You shouldn't be too worried about losing him forever, as you two have already broken up and gotten back together a countless number of times. You'll have to remember and keep in mind that getting back together with him will always be an option, but first he needs to get help.

I'm not a doctor, but it sounds to me like he may be a little bit (or maybe a lot a bit) bi-polar, amongst having perhaps many other conditions as well. It's nothing at all to be ashamed of, and maybe you can reinforce that point and reassure him that "getting help" is not unusual or looked down upon. You can also reassure him that medication may not be the only solution or the only course of treatment for him.

You might want to approach him in this way: Explain to him that what "getting help" really means is "exploring one's options," and there's certainly nothing at all wrong with exploring one's options. Right?

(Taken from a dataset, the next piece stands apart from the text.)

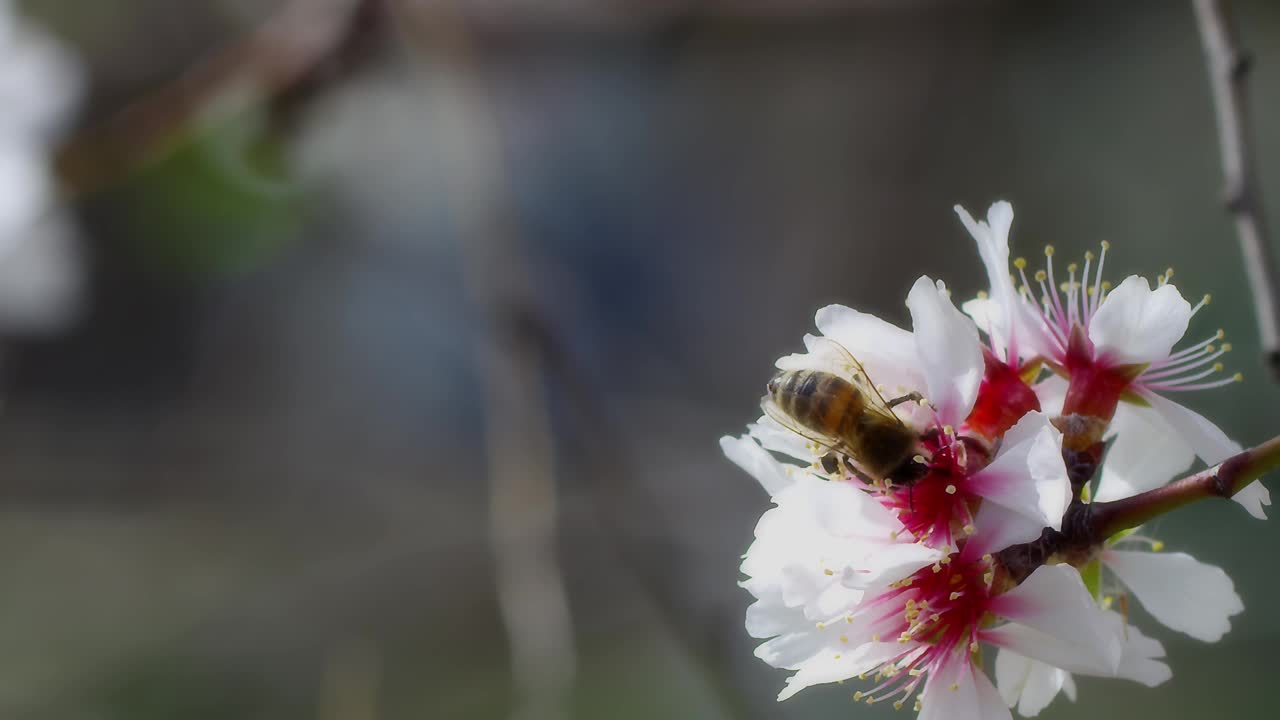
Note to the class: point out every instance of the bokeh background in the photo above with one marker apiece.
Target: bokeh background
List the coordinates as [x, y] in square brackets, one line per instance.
[382, 324]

The important thing is that you encourage him to get help, and explain to him how things are; explain to him that his relationships with friends, family and with significant others, be it with you or someone else, will never be the happy, healthy, productive relationships he hopes for until he gets help and does something truly proactive.
 
Yeah I don't really know if you should tell his mom or not, afraid I can't help there...I'd say tell her, in the long run it'll surely help even though tbh it'll probably suck more for your boyfriend at first...but I don't really know for that. You probably shouldn't listen to my advice on that specific thing :/
I'm 300% sure you can eventually be happier if you break up with him. I'm not sure you will be if you stay with him though. If you do break up, it's definitely better if you don't talk too much for you to get over him, but I guess you can sort of see how it unravels...in the first few days he might want to talk to you a lot, at first if you want to help him and stuff it'll probably be hard for you to get over him but, once again talking from experience, after a few weeks you get used to life alone again and you don't rely on your ex as much. I hope you guys'll both be okay :)

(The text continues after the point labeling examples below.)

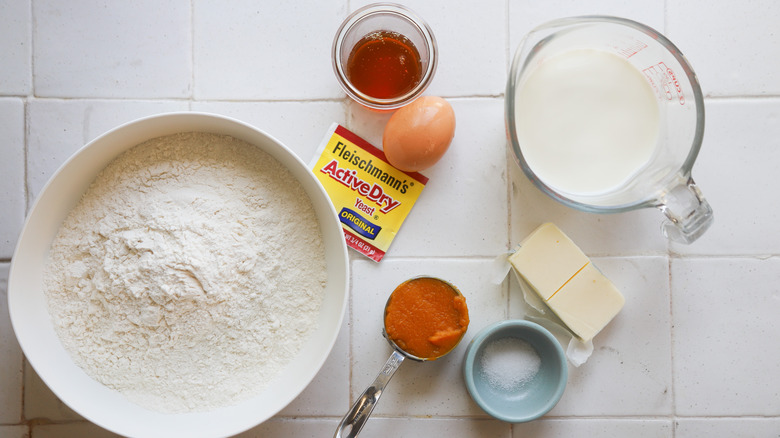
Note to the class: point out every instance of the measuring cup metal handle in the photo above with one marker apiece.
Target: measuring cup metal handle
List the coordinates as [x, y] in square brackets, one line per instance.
[358, 414]
[688, 214]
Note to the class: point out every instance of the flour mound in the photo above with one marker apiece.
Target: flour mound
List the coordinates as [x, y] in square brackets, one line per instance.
[189, 274]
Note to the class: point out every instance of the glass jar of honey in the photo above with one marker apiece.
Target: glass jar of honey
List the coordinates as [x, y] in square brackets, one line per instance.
[384, 56]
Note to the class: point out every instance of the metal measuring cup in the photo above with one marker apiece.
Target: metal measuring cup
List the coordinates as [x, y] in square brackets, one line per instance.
[358, 414]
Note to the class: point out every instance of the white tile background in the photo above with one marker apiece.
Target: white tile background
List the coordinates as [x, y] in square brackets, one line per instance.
[696, 350]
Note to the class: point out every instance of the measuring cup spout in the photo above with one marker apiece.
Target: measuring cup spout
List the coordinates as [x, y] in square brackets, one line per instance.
[358, 414]
[688, 214]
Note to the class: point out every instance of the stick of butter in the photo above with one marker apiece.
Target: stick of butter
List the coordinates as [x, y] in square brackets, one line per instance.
[575, 290]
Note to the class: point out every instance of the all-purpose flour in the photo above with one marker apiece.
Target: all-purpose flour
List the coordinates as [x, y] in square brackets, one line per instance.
[189, 274]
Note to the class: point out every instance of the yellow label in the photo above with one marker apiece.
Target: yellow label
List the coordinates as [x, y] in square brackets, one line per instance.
[372, 198]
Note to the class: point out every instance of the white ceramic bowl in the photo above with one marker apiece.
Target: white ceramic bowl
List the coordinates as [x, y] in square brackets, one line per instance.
[108, 408]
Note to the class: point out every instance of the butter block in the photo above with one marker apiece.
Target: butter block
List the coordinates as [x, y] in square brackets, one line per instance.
[566, 280]
[547, 259]
[587, 303]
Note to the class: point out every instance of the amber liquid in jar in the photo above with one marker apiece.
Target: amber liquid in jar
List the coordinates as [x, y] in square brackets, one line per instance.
[384, 65]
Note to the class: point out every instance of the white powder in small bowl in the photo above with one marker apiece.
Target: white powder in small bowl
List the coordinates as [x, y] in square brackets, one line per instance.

Edit: just wanted to say verso's advice sounds quite good.
 
im pretty sure we're about to breakup. icant believe im actually doing this. i feel like im gonna puke.
 
I`ve been in the same type of toxic relationship, it was her that had trust issues.
Only you can answer for yourself, but for me, moving on was the best decision I`ve ever made.
It sucks for a while but you`ll get through it. Trust me...
 
You've got some good advice.
Just wanted to add, IME, you can't have a relationship without trust. That goes for a lot of relationships, even parents. I know I can't trust my mom, bc off her bein a dick every chance she got as I grew up & still, so honestly I don't love my mom. She's still my mom but there will never be a good relationship or real love towards a parent..
If you're showin him your bus pass bc he thinks you're lyin there is obviously no trust.
 
OP: You need to walk away from this completely dysfunctional toxic relationship. Drama and turmoil do not equal love. His accusations and extreme insecurity, his threats to commit suicide, are all a means to control and manipulate you. Emotional abuse can be a precursor to physical abuse. Don't be confused by supposed "passion" as being mature love. Why would you want to remain miserable with someone with whom you can't even get along with for more than four hours at a time? Ugh. You deserve better.
 
^^ Controlling and manipulative are what was coming to my mind too. Plus, he sounds like he enjoys fucking with her head. I wish I could click "best answer" on this forum.